George Rose Smith, Justice, dissenting. The majority, as I read the briefs, are reversing the trial court’s judgment upon a ground that the appellant’s attorney has not seen fit to argue in this court; that is, that Officer Hale was not called by the State to testify about Smith’s confession. It was in the case of Smith v. State, 254 Ark. 538, 494 S.W. 2d 489 (1973), that we first considered the possibility that the State is under a duty to call all witnesses, other than casual ones, who participated in obtaining a defendant’s confession. There Smith’s counsel argued the point in this court, citing cases from other jurisdictions. We found the argument convincing and adopted the rule now relied upon by the majority. It was a decided innovation in our law, for in earlier cases we had upheld dozens of confessions which were not attested by every officer who took part in the interrogation.
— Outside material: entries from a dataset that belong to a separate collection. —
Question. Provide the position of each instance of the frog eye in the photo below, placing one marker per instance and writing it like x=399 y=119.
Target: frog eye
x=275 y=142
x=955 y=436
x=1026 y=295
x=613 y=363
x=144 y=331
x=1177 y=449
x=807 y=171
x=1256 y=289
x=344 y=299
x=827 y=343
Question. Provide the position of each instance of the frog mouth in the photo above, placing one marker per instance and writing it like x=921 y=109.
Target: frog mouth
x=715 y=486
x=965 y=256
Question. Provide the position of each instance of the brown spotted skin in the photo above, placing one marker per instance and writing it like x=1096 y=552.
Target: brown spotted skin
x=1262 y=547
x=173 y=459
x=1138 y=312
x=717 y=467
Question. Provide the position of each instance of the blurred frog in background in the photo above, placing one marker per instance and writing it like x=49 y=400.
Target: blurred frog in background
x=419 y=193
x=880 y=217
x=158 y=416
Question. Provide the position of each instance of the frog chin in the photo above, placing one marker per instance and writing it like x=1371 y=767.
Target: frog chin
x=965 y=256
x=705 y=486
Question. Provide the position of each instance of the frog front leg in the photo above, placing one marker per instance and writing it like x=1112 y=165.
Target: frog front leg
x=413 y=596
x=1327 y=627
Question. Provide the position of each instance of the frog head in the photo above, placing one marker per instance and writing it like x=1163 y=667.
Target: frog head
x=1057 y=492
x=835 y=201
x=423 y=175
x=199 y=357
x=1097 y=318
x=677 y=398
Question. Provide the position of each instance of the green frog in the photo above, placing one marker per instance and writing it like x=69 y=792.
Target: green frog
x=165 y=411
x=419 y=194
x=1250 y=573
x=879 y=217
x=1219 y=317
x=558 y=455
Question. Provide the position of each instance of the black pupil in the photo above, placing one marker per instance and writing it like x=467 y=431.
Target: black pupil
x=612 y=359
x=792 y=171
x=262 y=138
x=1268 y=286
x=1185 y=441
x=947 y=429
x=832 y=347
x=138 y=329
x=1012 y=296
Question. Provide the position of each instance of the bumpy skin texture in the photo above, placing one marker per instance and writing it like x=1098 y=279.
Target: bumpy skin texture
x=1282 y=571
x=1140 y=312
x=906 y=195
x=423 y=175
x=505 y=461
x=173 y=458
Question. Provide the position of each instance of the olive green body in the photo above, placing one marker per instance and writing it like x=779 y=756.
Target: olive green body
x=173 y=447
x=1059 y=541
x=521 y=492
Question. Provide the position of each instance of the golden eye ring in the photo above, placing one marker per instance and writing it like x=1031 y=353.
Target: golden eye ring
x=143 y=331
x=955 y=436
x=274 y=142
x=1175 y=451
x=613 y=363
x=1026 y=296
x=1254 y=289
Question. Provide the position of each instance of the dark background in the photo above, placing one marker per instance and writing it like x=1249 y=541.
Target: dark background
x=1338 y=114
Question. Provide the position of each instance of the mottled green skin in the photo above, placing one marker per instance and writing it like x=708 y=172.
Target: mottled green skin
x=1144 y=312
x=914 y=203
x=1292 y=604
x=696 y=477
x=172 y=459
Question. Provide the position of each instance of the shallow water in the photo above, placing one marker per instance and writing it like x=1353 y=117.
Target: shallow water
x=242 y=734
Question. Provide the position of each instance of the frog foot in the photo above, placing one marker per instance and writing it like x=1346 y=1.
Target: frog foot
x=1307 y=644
The Smith case was decided six months before this appellant’s brief was filed, but counsel does not cite that case. Neither does his brief state the rule announced in Smith, that the State must call all participating interrogators. In fact, the proof indicating its possible applicability is mentioned only casually, in this sentence: “The signing of the confession was witnessed by Detective Sergeant J. F. Hale, but the state did not bother to call him to testify regarding the circumstances.” It is hard to believe that counsel chose that sentence as a means of asserting reversible error under the rule of the Smith case. I have no doubt that the appellant’s attorney is going to be genuinely surprised upon learning the ground upon which he has obtained a new trial. If we could say with assurance that that new trial is going to benefit the appellant by correcting an injustice that occurred at the first trial, I would not be inclined to note my disagreement with the majority opinion. But of course that possibility is extremely remote. We have no idea what Officer Hale will say about the confession, but it is reasonable to assume that defense counsel, in preparing for the trial, interviewed the officer and found nothing favorable in his expected testimony. Thus in all probability the new trial will be a waste of time and expense, which is doubtless why the point was not argued in the appellant’s brief.